Regionalzeitungen stehen zur Disposition
Süddeutscher Verlag will Ballast abwerfen

Nach Informationen des Handelsblatts erwägt der Konzern, der zu den zehn größten Verlagen in Deutschland zählt, eine Trennung, um sich mit dem Erlös auf das Flaggschiff "Süddeutsche Zeitung", zu konzentrieren.

cbu MÜNCHEN. Deutschlands auflagenstärkste Tageszeitung leidet derzeit stark unter der tiefen Krise am Anzeigenmarkt. Oberstes Ziel sei es, die Unabhängigkeit des Familienkonzerns zu sichern, heißt es. Noch zu Jahresanfang hatte SV-Chef Dirk Refäuter betont, die Regionalzeitungen stünden nicht zur Disposition.

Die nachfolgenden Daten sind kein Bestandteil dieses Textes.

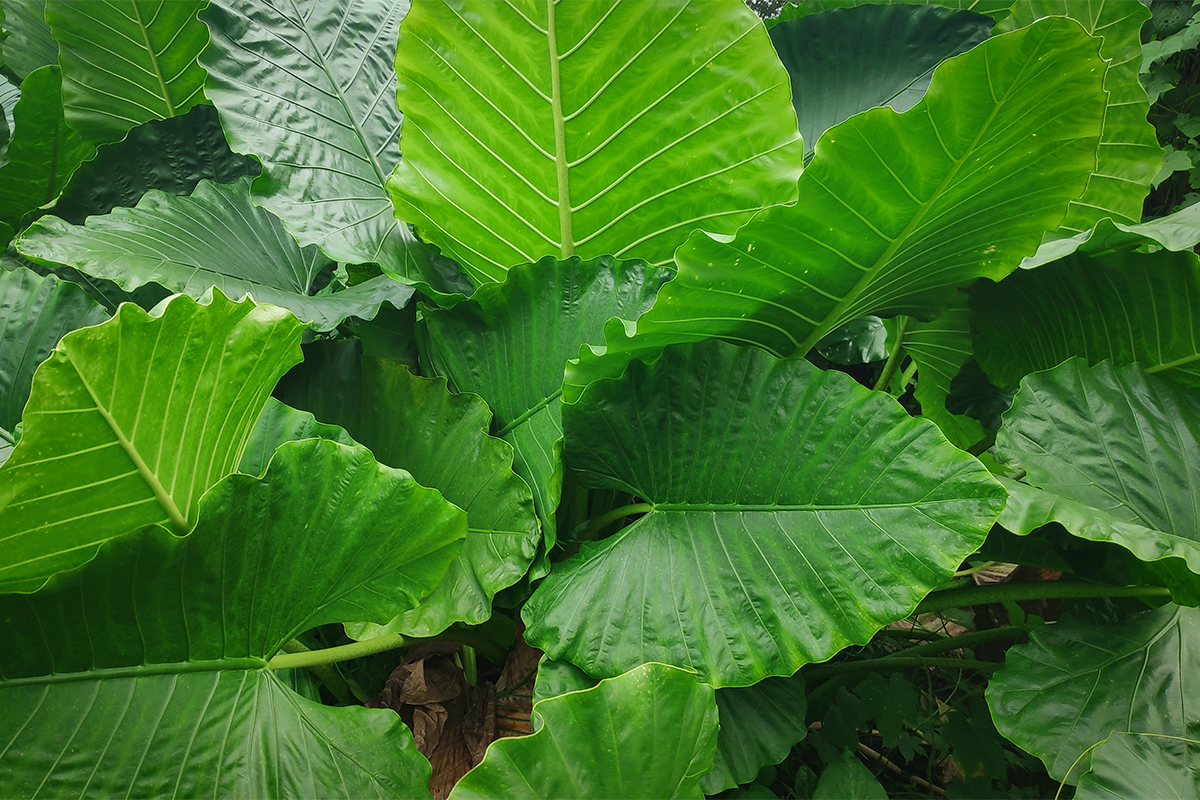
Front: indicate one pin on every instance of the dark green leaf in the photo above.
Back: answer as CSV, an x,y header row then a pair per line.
x,y
587,132
155,673
1114,455
215,238
1075,683
118,431
793,512
648,733
127,62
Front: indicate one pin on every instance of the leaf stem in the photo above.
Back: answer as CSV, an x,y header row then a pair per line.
x,y
606,519
895,358
342,653
1033,590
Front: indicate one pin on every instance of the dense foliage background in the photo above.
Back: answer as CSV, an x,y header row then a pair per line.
x,y
609,400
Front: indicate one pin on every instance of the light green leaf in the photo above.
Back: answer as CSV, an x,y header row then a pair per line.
x,y
1075,683
1180,230
29,44
792,512
538,131
759,723
215,238
1128,156
35,313
1143,767
534,322
898,209
171,155
307,88
849,60
846,779
1114,455
1122,307
43,151
127,61
154,674
940,348
648,733
280,423
121,427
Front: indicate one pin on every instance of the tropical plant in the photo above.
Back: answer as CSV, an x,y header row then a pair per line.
x,y
738,365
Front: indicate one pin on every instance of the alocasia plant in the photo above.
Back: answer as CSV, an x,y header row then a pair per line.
x,y
556,302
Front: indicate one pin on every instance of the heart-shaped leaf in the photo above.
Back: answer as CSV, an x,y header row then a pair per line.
x,y
155,680
130,422
789,513
535,131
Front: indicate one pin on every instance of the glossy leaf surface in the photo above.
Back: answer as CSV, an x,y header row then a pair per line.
x,y
534,130
214,238
1075,683
121,427
898,209
309,88
510,342
1115,457
1123,307
43,151
35,313
849,60
793,512
155,681
648,733
1128,156
1132,767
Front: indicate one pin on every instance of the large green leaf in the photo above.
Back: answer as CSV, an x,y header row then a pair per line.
x,y
510,342
43,151
1122,307
1114,456
853,59
940,348
172,155
1075,683
147,674
898,209
127,61
759,723
307,88
792,512
35,312
214,238
29,44
649,733
442,440
607,128
130,422
1128,156
1138,765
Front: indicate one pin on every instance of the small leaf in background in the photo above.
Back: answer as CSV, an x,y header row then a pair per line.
x,y
648,733
118,432
1077,429
593,131
43,151
792,512
847,779
169,240
127,62
159,678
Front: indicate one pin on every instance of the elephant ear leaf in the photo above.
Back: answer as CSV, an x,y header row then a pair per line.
x,y
130,422
648,733
592,132
159,681
769,537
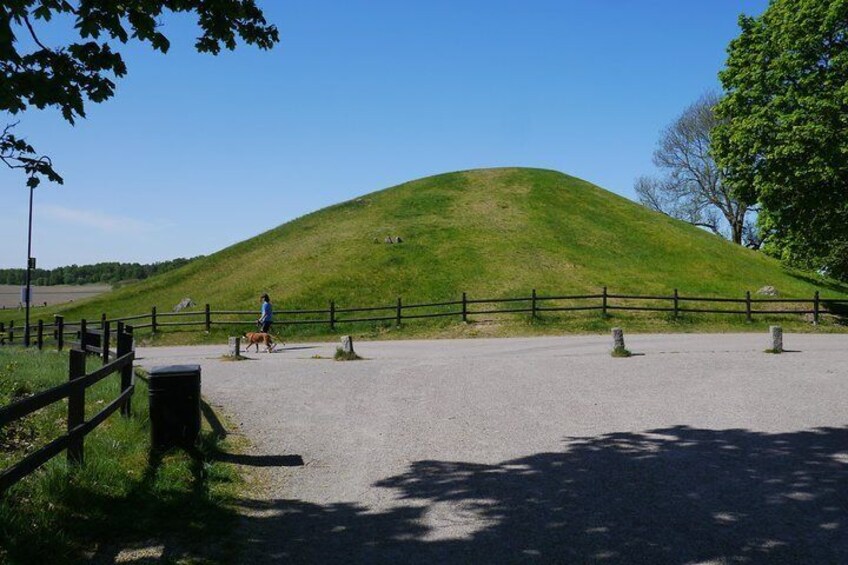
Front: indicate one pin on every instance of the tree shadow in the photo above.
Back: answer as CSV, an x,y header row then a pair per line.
x,y
673,495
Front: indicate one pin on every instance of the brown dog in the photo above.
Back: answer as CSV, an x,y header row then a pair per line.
x,y
255,338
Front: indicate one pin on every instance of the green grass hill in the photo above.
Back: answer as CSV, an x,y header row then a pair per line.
x,y
489,232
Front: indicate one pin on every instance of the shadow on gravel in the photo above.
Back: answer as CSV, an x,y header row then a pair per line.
x,y
675,495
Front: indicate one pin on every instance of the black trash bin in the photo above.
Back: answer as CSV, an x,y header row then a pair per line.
x,y
174,405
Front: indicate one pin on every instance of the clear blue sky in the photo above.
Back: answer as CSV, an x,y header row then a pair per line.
x,y
197,152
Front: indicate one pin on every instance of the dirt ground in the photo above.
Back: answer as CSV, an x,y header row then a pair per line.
x,y
10,295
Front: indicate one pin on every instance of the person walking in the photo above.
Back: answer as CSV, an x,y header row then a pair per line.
x,y
266,314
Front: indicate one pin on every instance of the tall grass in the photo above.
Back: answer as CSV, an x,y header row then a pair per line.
x,y
124,494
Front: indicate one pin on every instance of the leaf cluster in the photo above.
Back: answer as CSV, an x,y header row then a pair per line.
x,y
33,74
783,139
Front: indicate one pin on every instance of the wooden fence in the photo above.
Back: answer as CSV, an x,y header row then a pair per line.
x,y
463,308
89,342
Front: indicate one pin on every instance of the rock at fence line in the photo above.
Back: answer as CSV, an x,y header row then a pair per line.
x,y
767,291
617,338
184,303
776,333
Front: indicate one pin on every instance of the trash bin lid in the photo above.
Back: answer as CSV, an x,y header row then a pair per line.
x,y
174,370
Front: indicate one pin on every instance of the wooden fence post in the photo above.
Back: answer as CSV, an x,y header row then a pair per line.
x,y
76,406
464,307
59,324
604,303
816,308
124,345
104,342
748,315
533,304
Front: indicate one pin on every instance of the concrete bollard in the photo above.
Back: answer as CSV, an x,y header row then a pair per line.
x,y
776,339
235,346
618,338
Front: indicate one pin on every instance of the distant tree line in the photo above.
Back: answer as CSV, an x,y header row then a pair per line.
x,y
110,273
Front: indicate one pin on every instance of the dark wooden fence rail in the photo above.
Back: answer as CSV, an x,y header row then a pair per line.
x,y
535,304
119,361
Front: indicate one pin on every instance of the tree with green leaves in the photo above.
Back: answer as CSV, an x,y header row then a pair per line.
x,y
34,74
692,188
783,137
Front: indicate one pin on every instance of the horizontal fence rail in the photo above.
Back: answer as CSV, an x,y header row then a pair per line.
x,y
605,302
118,362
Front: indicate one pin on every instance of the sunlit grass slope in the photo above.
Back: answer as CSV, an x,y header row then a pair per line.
x,y
491,232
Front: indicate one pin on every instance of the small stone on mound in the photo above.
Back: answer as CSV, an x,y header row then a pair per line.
x,y
184,303
767,291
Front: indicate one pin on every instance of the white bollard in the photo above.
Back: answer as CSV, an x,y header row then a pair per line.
x,y
776,339
618,338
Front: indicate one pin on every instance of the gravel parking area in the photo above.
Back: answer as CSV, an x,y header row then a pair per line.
x,y
702,448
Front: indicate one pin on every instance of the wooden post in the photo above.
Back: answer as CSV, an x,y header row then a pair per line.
x,y
533,304
816,308
676,303
104,342
76,406
124,346
748,315
59,323
464,308
604,304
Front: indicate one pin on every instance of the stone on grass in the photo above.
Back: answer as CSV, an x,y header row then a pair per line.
x,y
767,291
184,303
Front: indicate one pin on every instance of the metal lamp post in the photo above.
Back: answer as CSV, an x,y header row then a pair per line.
x,y
28,296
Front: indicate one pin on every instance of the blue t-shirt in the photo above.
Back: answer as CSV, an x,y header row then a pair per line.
x,y
267,316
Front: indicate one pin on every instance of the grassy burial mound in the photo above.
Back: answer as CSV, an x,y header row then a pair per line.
x,y
490,233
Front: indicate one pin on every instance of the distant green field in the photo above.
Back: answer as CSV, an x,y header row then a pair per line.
x,y
491,233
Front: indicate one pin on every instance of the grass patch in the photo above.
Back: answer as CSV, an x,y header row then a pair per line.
x,y
124,495
342,355
491,233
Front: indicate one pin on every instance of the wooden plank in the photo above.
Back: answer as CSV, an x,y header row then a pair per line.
x,y
31,462
76,407
25,406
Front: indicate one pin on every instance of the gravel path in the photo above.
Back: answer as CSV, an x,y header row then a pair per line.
x,y
702,448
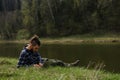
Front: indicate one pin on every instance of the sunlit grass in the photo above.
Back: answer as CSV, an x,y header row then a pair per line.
x,y
8,71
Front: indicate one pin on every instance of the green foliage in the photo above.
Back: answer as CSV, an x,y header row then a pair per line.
x,y
23,34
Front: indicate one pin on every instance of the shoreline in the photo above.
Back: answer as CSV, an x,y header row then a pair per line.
x,y
69,40
9,70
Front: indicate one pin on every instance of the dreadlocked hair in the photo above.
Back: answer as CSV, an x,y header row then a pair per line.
x,y
35,40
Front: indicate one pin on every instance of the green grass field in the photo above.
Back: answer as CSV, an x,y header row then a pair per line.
x,y
8,71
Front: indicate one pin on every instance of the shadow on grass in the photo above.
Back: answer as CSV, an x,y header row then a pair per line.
x,y
8,74
5,62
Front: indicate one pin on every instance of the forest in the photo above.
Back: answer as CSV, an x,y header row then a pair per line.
x,y
20,19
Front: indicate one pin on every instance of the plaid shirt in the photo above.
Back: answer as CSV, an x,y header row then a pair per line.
x,y
28,58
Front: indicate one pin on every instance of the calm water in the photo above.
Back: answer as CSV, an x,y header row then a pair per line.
x,y
107,53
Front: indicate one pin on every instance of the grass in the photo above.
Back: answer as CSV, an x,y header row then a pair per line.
x,y
8,71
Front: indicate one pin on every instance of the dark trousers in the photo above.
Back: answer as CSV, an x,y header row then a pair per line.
x,y
54,62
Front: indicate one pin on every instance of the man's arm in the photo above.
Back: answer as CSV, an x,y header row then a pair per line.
x,y
22,59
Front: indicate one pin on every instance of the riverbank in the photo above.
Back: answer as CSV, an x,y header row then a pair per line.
x,y
71,40
8,71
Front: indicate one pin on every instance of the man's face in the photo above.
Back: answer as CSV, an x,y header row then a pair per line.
x,y
35,48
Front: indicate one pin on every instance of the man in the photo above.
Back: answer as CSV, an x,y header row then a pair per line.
x,y
29,56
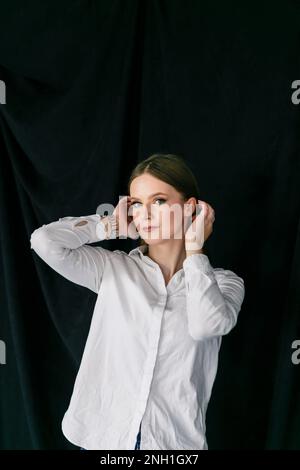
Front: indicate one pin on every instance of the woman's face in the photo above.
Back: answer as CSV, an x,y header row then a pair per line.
x,y
159,205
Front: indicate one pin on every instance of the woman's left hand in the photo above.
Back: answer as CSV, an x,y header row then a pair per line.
x,y
200,228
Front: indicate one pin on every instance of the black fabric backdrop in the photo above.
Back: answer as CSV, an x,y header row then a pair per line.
x,y
93,87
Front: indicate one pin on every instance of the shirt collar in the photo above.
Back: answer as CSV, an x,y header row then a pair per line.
x,y
139,251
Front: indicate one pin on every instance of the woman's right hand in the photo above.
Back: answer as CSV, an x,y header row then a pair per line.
x,y
126,227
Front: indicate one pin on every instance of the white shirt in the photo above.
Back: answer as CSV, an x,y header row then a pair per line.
x,y
151,354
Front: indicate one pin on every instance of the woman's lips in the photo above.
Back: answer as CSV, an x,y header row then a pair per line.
x,y
149,228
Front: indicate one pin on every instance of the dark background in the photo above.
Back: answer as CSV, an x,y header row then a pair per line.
x,y
92,88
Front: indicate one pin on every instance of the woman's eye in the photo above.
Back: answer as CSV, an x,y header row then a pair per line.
x,y
158,199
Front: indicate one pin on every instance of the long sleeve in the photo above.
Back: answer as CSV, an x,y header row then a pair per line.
x,y
214,297
63,246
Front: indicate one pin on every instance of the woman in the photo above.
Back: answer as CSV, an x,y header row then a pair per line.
x,y
151,355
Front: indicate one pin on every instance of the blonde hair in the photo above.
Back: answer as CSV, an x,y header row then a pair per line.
x,y
171,169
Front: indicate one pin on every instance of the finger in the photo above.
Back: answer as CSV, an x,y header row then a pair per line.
x,y
203,204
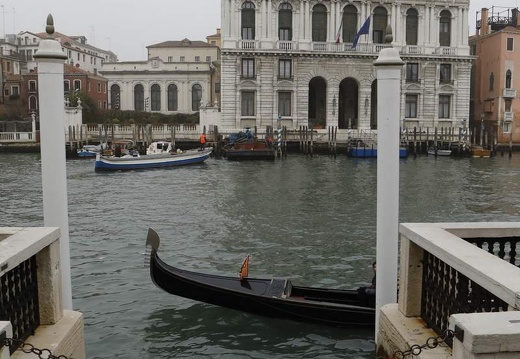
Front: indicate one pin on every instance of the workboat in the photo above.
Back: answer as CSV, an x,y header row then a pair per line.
x,y
439,151
134,161
277,298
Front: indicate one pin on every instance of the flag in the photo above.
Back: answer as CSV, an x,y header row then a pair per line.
x,y
339,32
244,270
362,31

Ein SV-Sprecher gab am Mittwoch kein Kommentar und sagte lediglich, es gebe keine konkreten Verhandlungen. Als möglicher Interessent für die Regionalzeitungen wird in Branchenkreisen aber bereits der Essener WAZ-Konzern gehandelt, der stark im Geschäft mit Regionalzeitungen ist. Der SV ist mit 70 % Mehrheitsgesellschafter der Zeitungsgruppe Hof/Coburg/Suhl, die im strukturschwachen Nordbayern und Südthüringen aktiv ist. Die anderen 30 % sind in Besitz der Deutschen Druck- und Verlagsgesellschaft, die in den Händen der SPD ist.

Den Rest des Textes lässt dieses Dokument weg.